Kill a Backend

Informix OnLine versions earlier than 6.0 maintain a two-process architecture. Whenever a tool such as I-SQL or ESQL/C or I-4GL makes a request of the database, the tool is considered a client process. This client process spawns a server process that does the actual access to the database. This server process is called a "backend" process.

OnLine takes great pains to ensure the consistency of the data in the database. Whenever something occurs that could potentially destroy this consistency, OnLine will immediately abort. When the database is restarted, the fast recovery process will roll back any processes that are not completed and would therefore cause the inconsistency.

One of the major actions that can cause the database to become inconsistent is the premature death of a backend process. If a backend is killed before it has the chance to ensure the consistency of the database, it can abort the entire database and cause a database crash. There are two specific instances in which a prematurely killed backend can cause an abort:

  • The backend dies while in a critical section (writing to the database)

  • The backend dies while holding a latch.

You can't depend on being able to look at a tbstat output to see whether or not these circumstances apply. By the time you try to kill the process, the circumstances may have changed.

This means that you should never, never, never use a kill -9 on a backend! Did I make my point? Sometimes you can get away with it. There may even be occasions where you go ahead and break this rule, hoping that you'll dodge a bullet and be able to kill the backend without aborting the database. If you do ignore it, be prepared for crashing the system. Use the kill -9 command only as a last resort.

Why would you want to kill a backend? Many times, a user has started a query and then realizes that she is joining every table in your database with every other one and the query should generate a few billion rows. Maybe someone has started an update that was wrong and will destroy your biggest database table. Maybe someone's killed a client process and the server process is still running. There are many reasons why you may be tempted to kill a query. Sometimes it's best just to let the query continue to run if it will not destroy a table or eat up a lot of system resources. If the query is running from within isql, it is usually possible to press the BREAK or CONTROL-C key and gracefully stop the query. That's usually the user's first option.

Assuming that you've determined that a query should be terminated, how do you kill a backend properly? The recommended method is with the following command:

tbmode -z PID_OF_THE_BACKEND_PROCESS

The tbmode -z command usually succeeds in killing the process.
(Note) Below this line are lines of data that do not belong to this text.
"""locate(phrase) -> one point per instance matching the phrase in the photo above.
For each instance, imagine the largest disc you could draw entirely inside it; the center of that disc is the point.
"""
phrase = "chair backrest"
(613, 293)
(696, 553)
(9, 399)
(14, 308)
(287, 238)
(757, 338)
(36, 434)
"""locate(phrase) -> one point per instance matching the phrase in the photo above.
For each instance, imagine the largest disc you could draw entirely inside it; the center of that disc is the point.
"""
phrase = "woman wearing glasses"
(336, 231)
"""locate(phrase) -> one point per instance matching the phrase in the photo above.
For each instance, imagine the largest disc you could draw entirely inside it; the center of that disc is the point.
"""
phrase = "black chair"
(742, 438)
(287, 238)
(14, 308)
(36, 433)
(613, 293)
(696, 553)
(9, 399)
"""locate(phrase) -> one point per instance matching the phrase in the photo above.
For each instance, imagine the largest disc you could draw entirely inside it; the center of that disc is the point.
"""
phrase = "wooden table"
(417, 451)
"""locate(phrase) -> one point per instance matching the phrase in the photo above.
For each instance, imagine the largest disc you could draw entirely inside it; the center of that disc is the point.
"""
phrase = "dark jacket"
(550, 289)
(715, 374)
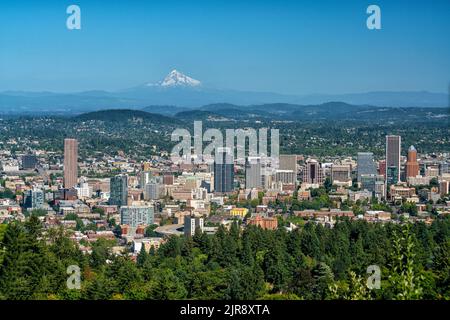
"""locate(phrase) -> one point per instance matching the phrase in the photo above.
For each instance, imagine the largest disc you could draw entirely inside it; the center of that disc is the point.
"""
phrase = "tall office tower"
(137, 215)
(393, 150)
(443, 168)
(191, 223)
(34, 199)
(313, 172)
(365, 164)
(29, 161)
(118, 190)
(288, 162)
(144, 178)
(70, 163)
(382, 168)
(224, 171)
(341, 173)
(412, 166)
(168, 179)
(285, 176)
(253, 173)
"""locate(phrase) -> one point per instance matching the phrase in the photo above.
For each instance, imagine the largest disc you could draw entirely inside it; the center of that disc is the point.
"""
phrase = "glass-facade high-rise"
(34, 199)
(118, 190)
(365, 164)
(253, 173)
(223, 171)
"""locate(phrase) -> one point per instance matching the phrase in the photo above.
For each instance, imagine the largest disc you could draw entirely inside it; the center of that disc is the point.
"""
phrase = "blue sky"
(296, 47)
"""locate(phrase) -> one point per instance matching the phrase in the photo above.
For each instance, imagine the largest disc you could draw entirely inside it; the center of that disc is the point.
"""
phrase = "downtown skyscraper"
(393, 151)
(223, 171)
(253, 173)
(70, 163)
(118, 194)
(365, 164)
(412, 166)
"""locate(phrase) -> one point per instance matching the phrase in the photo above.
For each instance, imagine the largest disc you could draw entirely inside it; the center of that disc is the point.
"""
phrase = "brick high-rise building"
(412, 166)
(70, 163)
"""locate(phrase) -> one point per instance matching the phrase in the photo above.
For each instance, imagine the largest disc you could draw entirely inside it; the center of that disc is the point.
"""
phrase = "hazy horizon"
(287, 48)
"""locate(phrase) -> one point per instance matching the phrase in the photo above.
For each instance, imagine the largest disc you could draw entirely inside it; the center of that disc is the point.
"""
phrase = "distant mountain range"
(184, 93)
(270, 112)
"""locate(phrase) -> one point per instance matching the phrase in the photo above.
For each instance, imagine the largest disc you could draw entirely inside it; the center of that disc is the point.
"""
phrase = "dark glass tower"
(119, 190)
(223, 171)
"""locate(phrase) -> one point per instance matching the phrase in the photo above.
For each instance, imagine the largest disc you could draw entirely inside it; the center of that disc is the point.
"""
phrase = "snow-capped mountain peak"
(177, 79)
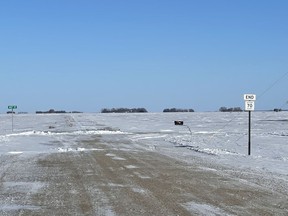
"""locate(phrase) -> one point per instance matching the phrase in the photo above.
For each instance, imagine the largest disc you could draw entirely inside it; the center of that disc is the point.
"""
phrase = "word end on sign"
(249, 97)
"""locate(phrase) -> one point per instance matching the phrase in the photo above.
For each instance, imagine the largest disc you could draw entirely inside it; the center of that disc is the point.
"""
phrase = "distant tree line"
(124, 110)
(231, 109)
(52, 111)
(177, 110)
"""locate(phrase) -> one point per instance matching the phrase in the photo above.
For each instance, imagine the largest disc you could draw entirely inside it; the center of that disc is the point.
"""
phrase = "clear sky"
(90, 54)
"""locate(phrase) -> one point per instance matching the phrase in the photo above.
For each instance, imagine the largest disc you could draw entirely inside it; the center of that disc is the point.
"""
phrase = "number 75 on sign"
(249, 105)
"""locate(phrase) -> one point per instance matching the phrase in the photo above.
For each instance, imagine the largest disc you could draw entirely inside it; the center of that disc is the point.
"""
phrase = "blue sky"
(88, 55)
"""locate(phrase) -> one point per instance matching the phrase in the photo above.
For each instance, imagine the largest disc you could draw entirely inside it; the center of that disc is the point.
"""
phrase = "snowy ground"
(216, 138)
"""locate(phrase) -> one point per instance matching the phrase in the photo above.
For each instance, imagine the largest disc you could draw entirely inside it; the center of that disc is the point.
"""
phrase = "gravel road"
(109, 180)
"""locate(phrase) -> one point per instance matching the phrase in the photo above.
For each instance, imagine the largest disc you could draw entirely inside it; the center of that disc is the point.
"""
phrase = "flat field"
(143, 164)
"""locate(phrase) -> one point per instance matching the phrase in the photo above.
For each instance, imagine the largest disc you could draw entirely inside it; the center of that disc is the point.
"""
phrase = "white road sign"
(249, 105)
(250, 97)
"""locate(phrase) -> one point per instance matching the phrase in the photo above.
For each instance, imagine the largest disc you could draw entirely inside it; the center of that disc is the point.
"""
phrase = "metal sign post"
(249, 106)
(12, 107)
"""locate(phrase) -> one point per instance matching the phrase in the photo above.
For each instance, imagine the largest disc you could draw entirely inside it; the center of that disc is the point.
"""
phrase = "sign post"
(12, 107)
(249, 106)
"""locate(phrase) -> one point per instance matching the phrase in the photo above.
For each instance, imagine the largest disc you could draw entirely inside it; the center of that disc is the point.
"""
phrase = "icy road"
(142, 164)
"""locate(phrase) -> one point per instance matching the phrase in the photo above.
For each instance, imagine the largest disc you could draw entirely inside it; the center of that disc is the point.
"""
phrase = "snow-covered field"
(219, 137)
(133, 145)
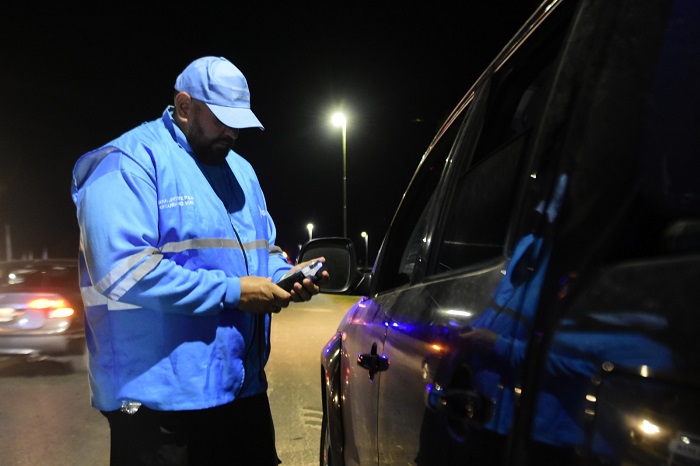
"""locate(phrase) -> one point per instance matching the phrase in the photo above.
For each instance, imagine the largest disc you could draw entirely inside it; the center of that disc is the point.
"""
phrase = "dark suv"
(536, 298)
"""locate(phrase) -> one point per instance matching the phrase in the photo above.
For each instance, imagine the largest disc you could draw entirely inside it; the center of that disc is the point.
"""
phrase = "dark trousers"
(238, 433)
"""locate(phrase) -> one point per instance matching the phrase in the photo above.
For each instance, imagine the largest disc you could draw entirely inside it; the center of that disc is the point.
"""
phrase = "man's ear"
(183, 106)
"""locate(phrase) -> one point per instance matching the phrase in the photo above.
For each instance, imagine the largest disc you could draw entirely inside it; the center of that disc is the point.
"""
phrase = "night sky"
(74, 78)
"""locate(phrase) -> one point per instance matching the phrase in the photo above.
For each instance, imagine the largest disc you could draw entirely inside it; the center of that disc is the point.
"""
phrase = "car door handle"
(373, 362)
(460, 404)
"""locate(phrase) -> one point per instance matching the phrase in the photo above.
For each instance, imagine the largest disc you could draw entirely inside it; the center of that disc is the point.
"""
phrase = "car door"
(454, 260)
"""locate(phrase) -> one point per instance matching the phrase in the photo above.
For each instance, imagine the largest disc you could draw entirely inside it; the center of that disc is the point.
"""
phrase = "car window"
(485, 194)
(406, 238)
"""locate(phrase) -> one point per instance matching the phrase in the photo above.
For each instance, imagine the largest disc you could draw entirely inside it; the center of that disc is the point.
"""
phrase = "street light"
(339, 119)
(366, 237)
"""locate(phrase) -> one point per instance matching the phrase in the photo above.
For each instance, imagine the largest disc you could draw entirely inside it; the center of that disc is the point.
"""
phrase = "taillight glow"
(56, 308)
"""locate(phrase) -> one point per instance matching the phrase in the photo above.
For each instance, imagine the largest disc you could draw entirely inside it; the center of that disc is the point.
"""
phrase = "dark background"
(74, 78)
After running the tbmode -z command, run tbstat -u. The entry for the process should be gone or should have an R in the second position of the flags field. This indicates that the process is being rolled back. If this is not the case, try the tbmode command several times. If the query is still cranking away, it's time for a few more desperate measures. Try

kill -15 PID_OF_THE_BACKEND_PROCESS
kill -13 PID_OF_THE_BACKEND_PROCESS

These UNIX kills are caught properly by the engine and are safe, posing no danger to your database. Like the tbmode command, try them several times if needed. You may need to change user to root to get the appropriate permissions to kill the backends. Again, check the tbstat -u output to see if the processes are dead or in rollback.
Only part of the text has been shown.